Musik geht unter die Haut
Über die heilende Kraft der klassischen Musik und die wissenschaftlichen Erkenntnisse darüber
Forscher verschiedener Wissenschaftszweige befassen sich international mit dem Thema der Wirksamkeit von Musik auf den Organismus bei Krankheiten. Professor Dr. Eckart Altenmüller vom Insitut für Musikphilologie und Musikmedizin in Hannover: „Wer im Alter von 60 oder 70 Jahren anfängt, Klavier zu spielen, kann seine Gedächtnisleistung verbessern. Auch bei Schlaganfallpatienten konnten wir bei den Feinmototik-Tests eine Beschleunigung feststellen, wenn Musik eingesetzt wurde.“ Manche Erkenntnisse gibt es per Zufall wie bei Professor Dr. Harald Schachinger vom Waldkrankenhaus in Berlin. Der musikalische Professor übte auf dem Cello in der Nähe von Frühchen und bemerkte Verbesserungen in deren Entwicklung. Die Atmung normalisierte sich und die Frühchen konnten früher vom Beatmungsgerät genommen werden. An der Uni-Klinik in Heidelberg wurden diese erstaunlichen Beobachtungen überprüft. „Alle Frühchen, die mit einer Klassik-CD beschallt wurden, entspannten sich. Ferner steigerte sich die Anzahl der roten Blutkörperchen und die Durchblutung verbesserte sich“, sagt Mathias Nelle von der Uni-Klinik Heidelberg. Allerdings stellte sich heraus, dass es schon bei den Kleinsten einen unterschiedlichen Geschmack in Sachen Musik gibt. Ganz so, wie sie wohl die Schwangere bevorzugte. Die einen mögen eher Pop, die anderen Klassik. Musik kann bei den verschiedensten Beschwerden, wo es um Kontakte geht, eingesetzt werden. „Autisten reagieren ganz archaisch auf die Klänge“, weiß Professor Eckart Altenmüller.

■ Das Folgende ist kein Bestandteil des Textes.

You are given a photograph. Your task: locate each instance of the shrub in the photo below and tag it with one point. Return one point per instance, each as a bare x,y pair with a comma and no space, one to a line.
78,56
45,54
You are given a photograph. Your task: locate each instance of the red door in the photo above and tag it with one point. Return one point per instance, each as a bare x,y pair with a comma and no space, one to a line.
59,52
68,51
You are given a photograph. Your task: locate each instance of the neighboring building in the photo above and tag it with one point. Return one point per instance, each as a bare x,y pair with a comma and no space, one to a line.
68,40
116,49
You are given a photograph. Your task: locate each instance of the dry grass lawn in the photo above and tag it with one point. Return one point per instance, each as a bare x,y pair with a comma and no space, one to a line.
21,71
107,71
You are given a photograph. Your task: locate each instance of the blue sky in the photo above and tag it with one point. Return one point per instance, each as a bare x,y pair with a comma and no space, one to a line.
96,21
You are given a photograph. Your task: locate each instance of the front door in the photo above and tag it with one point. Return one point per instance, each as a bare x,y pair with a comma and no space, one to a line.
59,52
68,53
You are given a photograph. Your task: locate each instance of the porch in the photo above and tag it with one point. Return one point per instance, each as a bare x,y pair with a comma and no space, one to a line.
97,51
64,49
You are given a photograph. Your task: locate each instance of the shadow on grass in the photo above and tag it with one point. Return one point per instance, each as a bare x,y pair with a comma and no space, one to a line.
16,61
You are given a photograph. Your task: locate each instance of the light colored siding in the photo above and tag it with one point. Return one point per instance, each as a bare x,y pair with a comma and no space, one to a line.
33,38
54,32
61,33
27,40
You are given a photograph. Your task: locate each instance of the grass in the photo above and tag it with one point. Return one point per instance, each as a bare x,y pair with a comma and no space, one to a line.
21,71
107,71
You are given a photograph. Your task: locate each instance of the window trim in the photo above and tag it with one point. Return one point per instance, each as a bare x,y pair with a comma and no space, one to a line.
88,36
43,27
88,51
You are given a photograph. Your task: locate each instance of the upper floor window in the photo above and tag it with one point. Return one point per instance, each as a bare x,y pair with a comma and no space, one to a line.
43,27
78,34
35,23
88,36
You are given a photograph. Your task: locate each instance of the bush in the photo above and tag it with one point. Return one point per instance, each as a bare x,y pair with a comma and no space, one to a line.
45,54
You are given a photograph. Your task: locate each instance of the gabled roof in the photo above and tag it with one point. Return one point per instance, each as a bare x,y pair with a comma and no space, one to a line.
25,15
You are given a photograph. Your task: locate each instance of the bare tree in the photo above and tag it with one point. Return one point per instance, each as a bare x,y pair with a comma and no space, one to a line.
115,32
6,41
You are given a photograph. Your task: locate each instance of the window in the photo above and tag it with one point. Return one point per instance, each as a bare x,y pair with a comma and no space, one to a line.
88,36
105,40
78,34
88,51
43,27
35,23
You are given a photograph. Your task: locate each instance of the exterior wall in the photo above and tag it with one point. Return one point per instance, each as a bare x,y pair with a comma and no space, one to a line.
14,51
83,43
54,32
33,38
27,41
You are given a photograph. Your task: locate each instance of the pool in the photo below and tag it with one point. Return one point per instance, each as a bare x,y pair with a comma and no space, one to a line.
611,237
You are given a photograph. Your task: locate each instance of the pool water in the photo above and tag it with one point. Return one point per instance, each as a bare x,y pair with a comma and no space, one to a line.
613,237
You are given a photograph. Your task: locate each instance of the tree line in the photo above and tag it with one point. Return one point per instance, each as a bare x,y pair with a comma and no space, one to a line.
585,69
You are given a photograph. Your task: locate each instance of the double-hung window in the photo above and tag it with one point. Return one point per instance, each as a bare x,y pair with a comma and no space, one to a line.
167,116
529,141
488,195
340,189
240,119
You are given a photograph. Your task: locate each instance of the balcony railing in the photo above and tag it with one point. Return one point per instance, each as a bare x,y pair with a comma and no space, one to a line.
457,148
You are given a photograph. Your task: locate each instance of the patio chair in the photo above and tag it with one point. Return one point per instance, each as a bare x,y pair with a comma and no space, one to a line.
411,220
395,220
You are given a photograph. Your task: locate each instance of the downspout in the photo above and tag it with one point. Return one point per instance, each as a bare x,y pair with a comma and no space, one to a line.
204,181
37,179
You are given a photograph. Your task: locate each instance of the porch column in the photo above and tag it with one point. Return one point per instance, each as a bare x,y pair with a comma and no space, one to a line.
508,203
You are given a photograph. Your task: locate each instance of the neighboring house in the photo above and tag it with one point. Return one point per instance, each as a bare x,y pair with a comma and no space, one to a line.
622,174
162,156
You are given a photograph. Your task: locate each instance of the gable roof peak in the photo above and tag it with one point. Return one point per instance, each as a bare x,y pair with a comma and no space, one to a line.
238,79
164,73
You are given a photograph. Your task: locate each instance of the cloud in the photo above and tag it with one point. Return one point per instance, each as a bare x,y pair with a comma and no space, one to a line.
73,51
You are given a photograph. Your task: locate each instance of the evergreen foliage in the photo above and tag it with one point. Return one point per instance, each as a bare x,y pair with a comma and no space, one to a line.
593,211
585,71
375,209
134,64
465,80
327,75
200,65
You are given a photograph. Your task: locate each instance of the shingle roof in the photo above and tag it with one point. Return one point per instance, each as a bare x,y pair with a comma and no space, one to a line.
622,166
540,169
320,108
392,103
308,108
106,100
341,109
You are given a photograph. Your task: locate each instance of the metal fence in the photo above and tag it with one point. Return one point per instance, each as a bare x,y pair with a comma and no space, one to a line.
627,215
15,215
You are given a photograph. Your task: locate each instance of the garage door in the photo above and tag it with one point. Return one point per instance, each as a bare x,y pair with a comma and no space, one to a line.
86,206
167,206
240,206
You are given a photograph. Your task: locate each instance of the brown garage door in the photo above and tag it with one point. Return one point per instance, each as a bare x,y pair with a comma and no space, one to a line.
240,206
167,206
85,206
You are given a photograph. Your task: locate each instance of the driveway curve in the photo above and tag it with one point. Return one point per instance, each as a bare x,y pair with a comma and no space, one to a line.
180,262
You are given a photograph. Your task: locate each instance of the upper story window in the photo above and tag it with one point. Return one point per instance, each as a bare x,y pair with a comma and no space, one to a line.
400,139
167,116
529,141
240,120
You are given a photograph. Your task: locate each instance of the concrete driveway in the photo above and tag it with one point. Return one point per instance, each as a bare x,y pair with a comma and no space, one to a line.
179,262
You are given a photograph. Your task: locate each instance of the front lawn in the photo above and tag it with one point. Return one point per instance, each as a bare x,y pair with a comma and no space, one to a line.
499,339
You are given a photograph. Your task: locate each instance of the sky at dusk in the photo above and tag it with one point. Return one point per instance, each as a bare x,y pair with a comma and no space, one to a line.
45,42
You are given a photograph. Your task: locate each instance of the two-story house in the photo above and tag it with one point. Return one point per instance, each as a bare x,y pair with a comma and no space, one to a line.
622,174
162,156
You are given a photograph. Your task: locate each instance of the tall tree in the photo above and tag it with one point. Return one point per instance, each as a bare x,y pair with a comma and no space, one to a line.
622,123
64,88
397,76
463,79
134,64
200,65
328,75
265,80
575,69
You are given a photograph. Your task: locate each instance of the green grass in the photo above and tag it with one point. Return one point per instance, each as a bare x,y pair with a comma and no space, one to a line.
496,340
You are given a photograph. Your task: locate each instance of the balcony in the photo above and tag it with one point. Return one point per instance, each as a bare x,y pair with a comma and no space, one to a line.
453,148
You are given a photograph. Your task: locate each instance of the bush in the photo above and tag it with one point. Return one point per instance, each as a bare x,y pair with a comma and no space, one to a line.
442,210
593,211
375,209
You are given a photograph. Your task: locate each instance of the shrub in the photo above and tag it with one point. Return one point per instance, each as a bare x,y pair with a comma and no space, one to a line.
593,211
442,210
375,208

Auch in den USA wurde die Musiktherapie schon vor vielen Jahren erforscht. Die so genannte GIM (Geleitete Imagination durch Musik) wird bereits seit Jahren in Kliniken, Krankenhäusern und psychologischen Praxen angewendet. Musik kann heilen und fördert die positive Entwicklung bei schweren Krankheiten wie Krebs, schwere Arthritis oder AIDS. Zahlreiche amerikanische Studien belegen, dass die Schwingungen der Klänge den Körper unbewusst durchdringen. Die offenkundigste, messbare Reaktion ist der Herzschlag. Barockmusik wie die von Komponisten wie Vivaldi, Corelli, Bach oder Händel hat ein Tempo von 60 Schlägen pro Minute und wirkt entspannend.
Musik muss der Stimmung entsprechen
Wer allerdings gestresst von der Arbeit nach Hause kommt, sollte seine Anspannung langsam verringern. Das heißt, die Isomorphie (Synchronisation) geht von einer Gleichschaltung von Stimmung und Musik aus. Angemessen wäre also zum Beispiel der Canon in D-Dur von Pachelbel oder der langsame Satz des Cello-Konzertes von Haydn. Auch die Atemfrequenz wird durch Musik beeinflusst. Laute Musik mit unregelmäßigem Rhythmus wirkt sich unter Umständen störend auf den Organismus aus.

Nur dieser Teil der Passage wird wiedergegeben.